Schlecker et al 2020 AJ 160 275

The orbital parameters of warm Jupiters serve as a record of their formation history, providing constraints on formation scenarios for giant planets on close and intermediate orbits. In my study with the WINE (Warm gIaNts with tEss) collaboration, we report the discovery of a new exoplanet that we detected in full frame images of the TESS space telescope and followed up with ground-based photometry (CHAT and LCOGT) and radial velocity measurements (FEROS). We precisely constrained its mass to Mp= 1.94 +/- 00.1 Mj, and its radius to Rp = 1.24 +/- 0.15 Rj. It orbits a G-type star, similar to the Sun (Ms = 1.03 +/- 0.06 Msun, V = 12.1 mag), on one of the most eccentric orbits of all known warm giants. In fact, with a period of 15.17 d and e ≈ 0.58 its orbital parameters resemble those of the TESS spacecraft itself. This extreme dynamical state points to a past interaction with an additional, undetected massive companion. A tidal evolution analysis showed a large tidal dissipation timescale, suggesting that the planet is not a progenitor for a hot Jupiter caught during its high-eccentricity migration. This planet further represents an attractive opportunity to study the energy deposition and redistribution in the atmosphere of a warm Jupiter with high eccentricity.

Planet tracks of a simulated multi-planet system resembling TRAPPIST-1. As time evolves from left to right, this busy system undergoes quite a few changes. When some planets migrate inwards faster than others, they interact gravitationally and some of them merge. The innermost planets show rapid resonant migration. When the protoplanetary disk disperses at ~7 Gyr, a compact system of six planets remains. For comparison, we show the seven planets discovered in the TRAPPIST-1 system as dots in the same scale.

M-dwarf Population Synthesis

Burn, Schlecker et al. (in press),
Schlecker et al. (submitted)

Planet Population Synthesis is a holistic approach to study the conditions necessary for planet formation and evolution. It compares the properties of observed exoplanets, e.g. mass and orbital radius, to the ones obtained from planet formation simulations. This technique is particularly promising if one has access to an observational data set with a well-known detection bias that can be taken into account when comparing observations with theory.

We have adapted our formation model to low-mass stars in order to compare it to surveys like CARMENES, which searches for Earth-mass planets around nearby M-dwarf stars. Such comparisons will improve our understanding of different planet formation channels around stars of different masses.

EDEN's global network of observatories. Our student group controls the Calar Alto 1.2m telescope.

Project EDEN

Gibbs, Bixel, Rackham, Apai, Schlecker et al 2020 AJ 159 169

The ExoEarth Discovery and Exploration Network (EDEN) transit survey is a large-scale search for transiting habitable zone Earth-sized planets around nearby stars. In contrast to most ongoing and past surveys, the EDEN team utilizes large research telescopes (0.8 m–2.4 m), which allows for efficient probing of the habitable zones of late M-dwarf stars.
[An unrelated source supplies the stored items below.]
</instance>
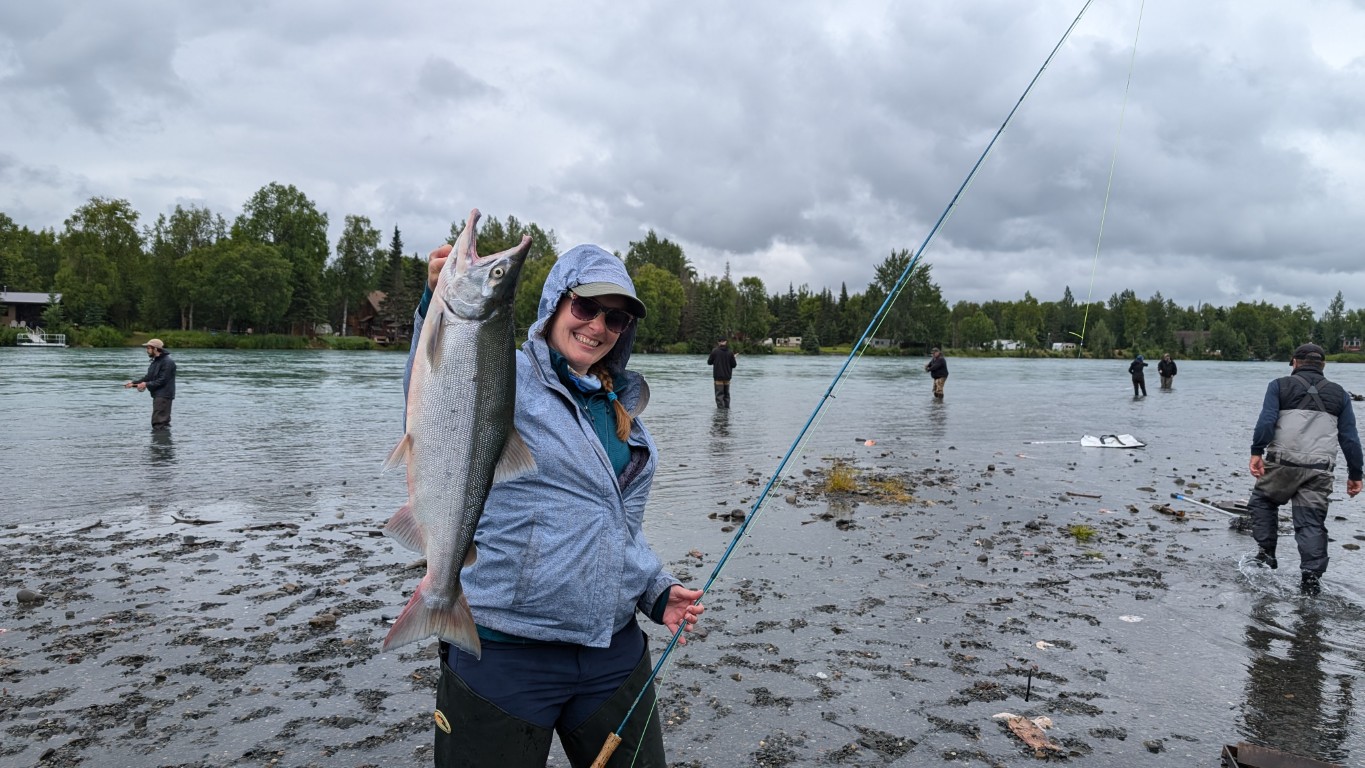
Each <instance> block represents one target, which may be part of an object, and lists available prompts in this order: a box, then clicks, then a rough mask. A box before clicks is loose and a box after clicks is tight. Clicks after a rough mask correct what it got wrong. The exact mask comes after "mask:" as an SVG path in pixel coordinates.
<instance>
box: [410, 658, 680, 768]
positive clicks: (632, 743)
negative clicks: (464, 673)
mask: <svg viewBox="0 0 1365 768" xmlns="http://www.w3.org/2000/svg"><path fill="white" fill-rule="evenodd" d="M442 645H444V644H442ZM651 667H652V663H651V662H650V651H648V648H646V651H644V655H643V656H640V663H639V664H636V667H635V671H632V673H631V677H628V678H625V682H624V683H622V685H621V688H618V689H617V692H616V693H613V694H612V698H607V700H606V701H603V703H602V705H601V707H599V708H598V709H597V712H594V713H592V716H590V718H588V719H587V720H586V722H584V723H583V724H581V726H579V727H577V728H576V730H575V731H573V733H571V734H560V743H562V745H564V752H565V754H568V757H569V764H571V765H573V768H590V767H591V765H592V761H594V760H597V756H598V753H599V752H602V745H603V743H606V738H607V735H609V734H613V733H616V728H617V726H620V724H621V720H622V719H624V718H625V712H627V711H628V709H629V708H631V704H632V703H633V701H635V697H636V694H637V693H639V692H640V686H643V685H644V681H647V679H648V678H650V670H651ZM654 703H655V697H654V688H652V685H651V686H650V690H648V693H646V694H644V696H643V697H642V698H640V704H639V705H637V707H636V708H635V712H633V713H632V715H631V722H629V723H627V726H625V728H624V730H622V731H621V743H620V745H618V746H617V748H616V752H614V753H613V754H612V760H610V761H607V764H606V765H607V768H667V760H666V758H665V756H663V731H662V728H661V727H659V713H658V712H657V711H655V708H654ZM435 705H437V728H435V765H437V768H457V767H459V768H545V763H546V760H547V758H549V756H550V741H551V739H550V737H551V733H553V731H551V728H542V727H539V726H536V724H534V723H527V722H526V720H521V719H520V718H515V716H512V715H509V713H506V712H505V711H502V708H500V707H498V705H495V704H493V703H491V701H489V700H487V698H483V697H482V696H479V694H478V693H474V692H472V690H470V686H467V685H464V681H461V679H460V678H459V675H456V674H455V673H453V671H450V667H449V666H448V664H446V663H445V655H444V653H442V655H441V682H438V683H437V692H435ZM442 719H445V722H446V723H448V724H449V727H450V731H449V733H446V731H445V728H442V727H441V722H442Z"/></svg>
I led a team of 14 PhD students and post-docs that observes with EDEN's workhorse, the Calar Alto 1.2 m telescope. As of 2021, we contributed more than 200 full nights of observations. Being interested in planet demographics, I am also involved in EDEN's target selection and survey statistics.



My trajectory in science


2022+: Incoming postdoc in exoplanet science
University of Arizona
Tucson




2017-2021: PhD in Astronomy
Max Planck Institute for Astronomy
Heidelberg

In my PhD under supervision of Thomas Henning and Hubert Klahr at the Max Planck Institute for Astronomy, I focused on the architectures of planetary systems.



2016–2017: Master's Thesis
European Southern Observatory
Garching

For my Master's project, I investigated irregular transit signatures in photometry of the Kepler space telescope.



2015: Internship
German Aerospace Center (DLR)
Cologne

During my Master's, I took a semester off to help perform validation tests of DLR's HP3 heat flow probe. HP3 is a major payload of NASA's InSight mission.



2013: Bachelor's Thesis
Max Planck Institute for Extraterrestrial Physics
Garching

In my Bachelor's thesis, I characterized the optics of the X-Ray space telescope micro-ROSI, which was launched into space on the Max Valier Satellite in 2017.